May 26th, 2011
一回膜貫通ドメイン(TMDS)のオリゴマー化の傾向を評価するための効率的な手順が説明されています。 ToxRに融合されたTMDからなるキメラタンパク質は、大腸菌のレポーター株に発現されています。 TMD誘発性オリゴマーはToxR、転写およびレポータータンパク質の生産、-ガラクトシダーゼの活性化の二量体化を引き起こす。

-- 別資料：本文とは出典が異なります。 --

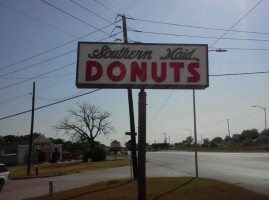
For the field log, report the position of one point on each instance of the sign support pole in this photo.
(131, 110)
(142, 146)
(195, 135)
(31, 134)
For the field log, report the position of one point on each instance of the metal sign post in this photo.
(131, 110)
(31, 134)
(142, 146)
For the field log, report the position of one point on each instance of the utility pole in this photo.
(195, 134)
(31, 133)
(141, 181)
(228, 128)
(131, 109)
(141, 175)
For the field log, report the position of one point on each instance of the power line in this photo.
(240, 74)
(36, 19)
(54, 48)
(49, 105)
(235, 24)
(198, 27)
(242, 49)
(106, 7)
(37, 76)
(197, 36)
(11, 78)
(240, 62)
(59, 99)
(38, 63)
(44, 88)
(90, 11)
(100, 89)
(46, 72)
(75, 17)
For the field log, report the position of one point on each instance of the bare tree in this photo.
(86, 123)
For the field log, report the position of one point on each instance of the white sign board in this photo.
(141, 66)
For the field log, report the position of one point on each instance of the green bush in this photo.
(97, 154)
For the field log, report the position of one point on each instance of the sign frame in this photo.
(141, 85)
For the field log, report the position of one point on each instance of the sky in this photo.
(38, 43)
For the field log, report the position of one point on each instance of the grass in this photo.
(18, 172)
(184, 188)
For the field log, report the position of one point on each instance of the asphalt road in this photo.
(249, 170)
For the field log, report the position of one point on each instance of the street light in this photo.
(264, 109)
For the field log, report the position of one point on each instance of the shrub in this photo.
(97, 154)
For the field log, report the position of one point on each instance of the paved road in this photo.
(250, 170)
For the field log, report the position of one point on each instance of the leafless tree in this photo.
(86, 123)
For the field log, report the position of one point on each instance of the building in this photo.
(42, 151)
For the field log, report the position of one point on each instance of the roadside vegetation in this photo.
(159, 188)
(55, 169)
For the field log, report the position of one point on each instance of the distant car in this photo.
(4, 176)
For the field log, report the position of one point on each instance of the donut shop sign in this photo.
(142, 66)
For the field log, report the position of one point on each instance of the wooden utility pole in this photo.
(131, 109)
(32, 129)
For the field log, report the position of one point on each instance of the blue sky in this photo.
(31, 30)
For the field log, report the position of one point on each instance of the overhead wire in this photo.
(59, 9)
(36, 19)
(67, 74)
(239, 74)
(8, 86)
(235, 24)
(54, 48)
(197, 27)
(83, 7)
(48, 105)
(35, 64)
(40, 75)
(198, 36)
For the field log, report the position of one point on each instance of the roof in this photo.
(46, 150)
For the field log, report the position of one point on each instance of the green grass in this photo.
(18, 172)
(184, 188)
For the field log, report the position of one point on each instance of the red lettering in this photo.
(141, 73)
(89, 67)
(176, 66)
(196, 75)
(110, 69)
(154, 75)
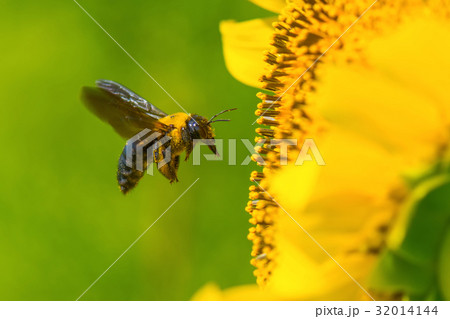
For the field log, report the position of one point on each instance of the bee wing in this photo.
(127, 112)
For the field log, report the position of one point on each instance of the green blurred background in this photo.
(63, 220)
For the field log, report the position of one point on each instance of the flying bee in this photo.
(130, 115)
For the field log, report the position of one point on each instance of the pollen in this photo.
(307, 35)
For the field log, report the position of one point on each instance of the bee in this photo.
(130, 114)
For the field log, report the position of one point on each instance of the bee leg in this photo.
(169, 170)
(189, 149)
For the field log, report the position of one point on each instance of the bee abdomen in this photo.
(130, 172)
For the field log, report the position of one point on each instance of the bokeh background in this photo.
(63, 220)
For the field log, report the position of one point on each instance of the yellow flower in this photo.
(367, 81)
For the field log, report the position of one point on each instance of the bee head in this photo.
(200, 128)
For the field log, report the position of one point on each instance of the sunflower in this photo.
(367, 82)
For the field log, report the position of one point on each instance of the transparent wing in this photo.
(127, 112)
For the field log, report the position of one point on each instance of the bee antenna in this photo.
(210, 121)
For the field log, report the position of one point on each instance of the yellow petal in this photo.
(399, 99)
(243, 46)
(271, 5)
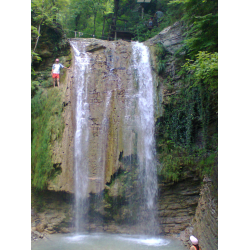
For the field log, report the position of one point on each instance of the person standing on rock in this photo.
(195, 245)
(55, 72)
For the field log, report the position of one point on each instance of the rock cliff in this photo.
(183, 207)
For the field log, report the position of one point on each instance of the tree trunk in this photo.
(36, 41)
(103, 27)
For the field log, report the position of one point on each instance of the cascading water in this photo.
(138, 134)
(81, 68)
(146, 140)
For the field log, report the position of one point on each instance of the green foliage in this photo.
(183, 133)
(46, 126)
(201, 18)
(204, 69)
(162, 58)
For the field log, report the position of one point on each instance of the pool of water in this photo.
(102, 241)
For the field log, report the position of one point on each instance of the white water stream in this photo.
(81, 141)
(146, 140)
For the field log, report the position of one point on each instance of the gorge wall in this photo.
(182, 206)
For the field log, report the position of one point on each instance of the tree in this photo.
(43, 12)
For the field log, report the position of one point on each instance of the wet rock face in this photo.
(177, 203)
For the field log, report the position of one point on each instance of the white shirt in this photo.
(56, 68)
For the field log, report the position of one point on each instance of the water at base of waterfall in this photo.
(103, 241)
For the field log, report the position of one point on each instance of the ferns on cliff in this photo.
(46, 126)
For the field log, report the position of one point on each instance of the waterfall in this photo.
(93, 151)
(81, 69)
(146, 140)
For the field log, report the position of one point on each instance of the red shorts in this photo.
(55, 75)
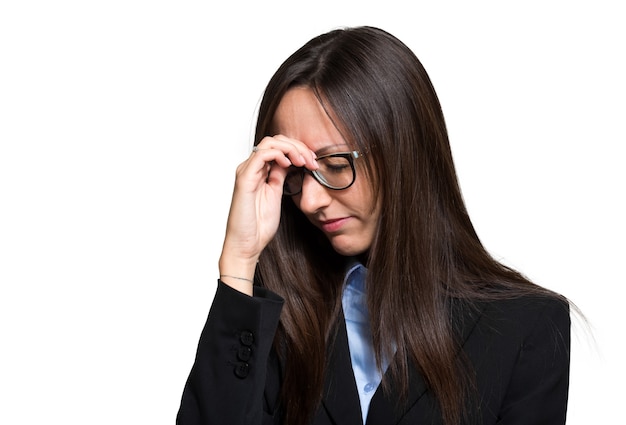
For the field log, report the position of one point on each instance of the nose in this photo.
(313, 196)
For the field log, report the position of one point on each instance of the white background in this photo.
(121, 123)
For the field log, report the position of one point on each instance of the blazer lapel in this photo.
(385, 408)
(341, 399)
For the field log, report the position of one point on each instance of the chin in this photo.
(348, 250)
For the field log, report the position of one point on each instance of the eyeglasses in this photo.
(336, 171)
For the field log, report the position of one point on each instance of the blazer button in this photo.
(244, 353)
(246, 338)
(242, 370)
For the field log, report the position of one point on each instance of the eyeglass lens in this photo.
(335, 172)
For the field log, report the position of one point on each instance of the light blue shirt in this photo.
(354, 302)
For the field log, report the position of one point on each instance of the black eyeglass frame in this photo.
(350, 156)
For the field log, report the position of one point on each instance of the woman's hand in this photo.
(255, 208)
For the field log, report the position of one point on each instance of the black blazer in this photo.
(519, 350)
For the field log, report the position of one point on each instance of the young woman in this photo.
(353, 288)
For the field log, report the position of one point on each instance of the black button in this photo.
(242, 369)
(244, 353)
(246, 338)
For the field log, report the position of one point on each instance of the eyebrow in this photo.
(331, 149)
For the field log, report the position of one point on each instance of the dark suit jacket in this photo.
(519, 350)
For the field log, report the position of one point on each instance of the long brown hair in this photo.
(426, 251)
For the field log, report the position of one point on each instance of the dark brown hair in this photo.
(426, 251)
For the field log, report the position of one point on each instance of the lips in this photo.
(334, 225)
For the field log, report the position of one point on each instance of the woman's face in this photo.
(348, 217)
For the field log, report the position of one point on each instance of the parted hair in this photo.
(425, 253)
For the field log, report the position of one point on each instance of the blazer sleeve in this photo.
(227, 379)
(537, 392)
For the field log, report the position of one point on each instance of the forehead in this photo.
(301, 116)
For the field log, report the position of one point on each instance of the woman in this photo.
(353, 287)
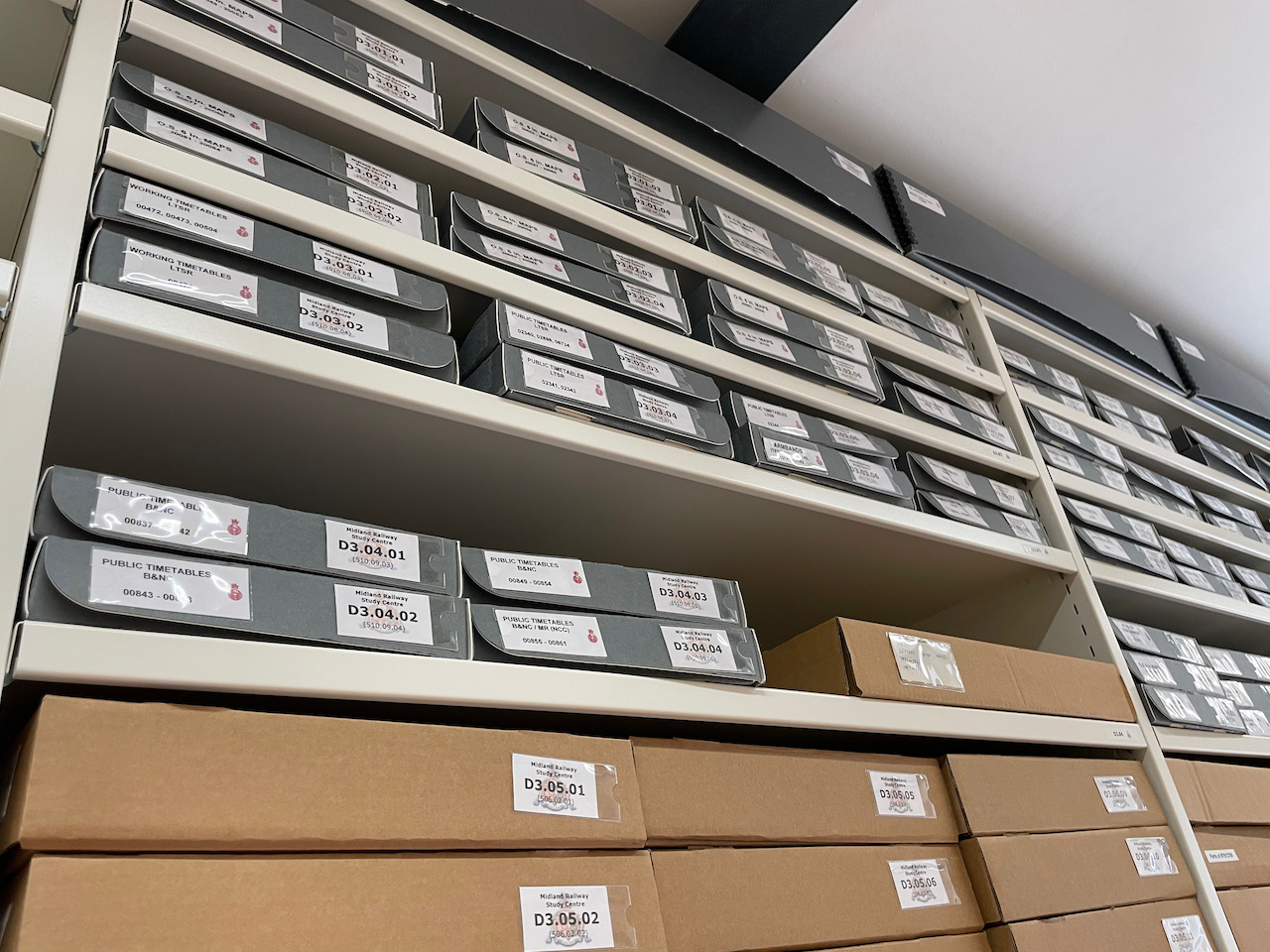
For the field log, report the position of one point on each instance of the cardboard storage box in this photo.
(82, 504)
(703, 793)
(996, 793)
(847, 656)
(746, 900)
(1039, 875)
(441, 902)
(1175, 925)
(1222, 793)
(1236, 856)
(104, 775)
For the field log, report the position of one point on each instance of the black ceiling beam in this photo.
(754, 45)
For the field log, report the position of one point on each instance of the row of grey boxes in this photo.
(1188, 684)
(117, 552)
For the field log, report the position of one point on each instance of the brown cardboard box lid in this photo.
(1001, 793)
(994, 676)
(1236, 856)
(422, 902)
(150, 777)
(1039, 875)
(1248, 914)
(790, 897)
(1139, 928)
(1223, 793)
(698, 792)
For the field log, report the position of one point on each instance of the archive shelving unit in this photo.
(109, 381)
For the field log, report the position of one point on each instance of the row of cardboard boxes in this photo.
(753, 848)
(105, 555)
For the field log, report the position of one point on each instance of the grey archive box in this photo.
(772, 449)
(627, 296)
(742, 240)
(1146, 558)
(282, 173)
(509, 324)
(132, 200)
(1170, 707)
(602, 587)
(876, 298)
(894, 372)
(860, 380)
(619, 264)
(1167, 673)
(925, 407)
(141, 85)
(1157, 642)
(715, 298)
(604, 185)
(1111, 521)
(206, 280)
(264, 32)
(985, 517)
(938, 476)
(1080, 465)
(617, 643)
(81, 581)
(744, 411)
(86, 506)
(544, 381)
(1056, 429)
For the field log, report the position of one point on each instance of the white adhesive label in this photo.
(921, 884)
(848, 166)
(376, 178)
(158, 204)
(901, 793)
(774, 417)
(541, 137)
(761, 343)
(389, 55)
(526, 259)
(371, 551)
(402, 91)
(665, 414)
(520, 226)
(379, 613)
(127, 508)
(543, 167)
(643, 181)
(209, 108)
(552, 633)
(1151, 856)
(684, 594)
(1120, 794)
(353, 270)
(195, 140)
(562, 380)
(541, 330)
(639, 270)
(164, 584)
(157, 267)
(698, 649)
(512, 571)
(336, 320)
(244, 17)
(924, 199)
(545, 784)
(778, 451)
(756, 308)
(381, 211)
(566, 916)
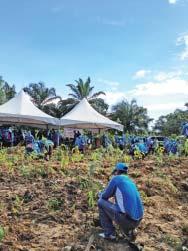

次の実験の全体的な目標は、天然の膜環境におけるタンパク質、膜貫通ドメイン、またはT MDの靭帯化傾向を調査することです。これは、大腸菌の目的の膜貫通ドメインをキメラタンパク質として発現させ、マルトース結合タンパク質をペリプラズムおよび毒素に局在させることによって達成されます。転写レポーターとしてのRは、膜貫通ドメイン誘導靭帯化により、tox Rの二量体化およびLXi転写の活性化をもたらす第2のステップとして、細胞をONPGで溶解および処理し、ONPGで処理し、これはベータガラクトによって光吸収種OニトロホレートまたはONPに加水分解されます。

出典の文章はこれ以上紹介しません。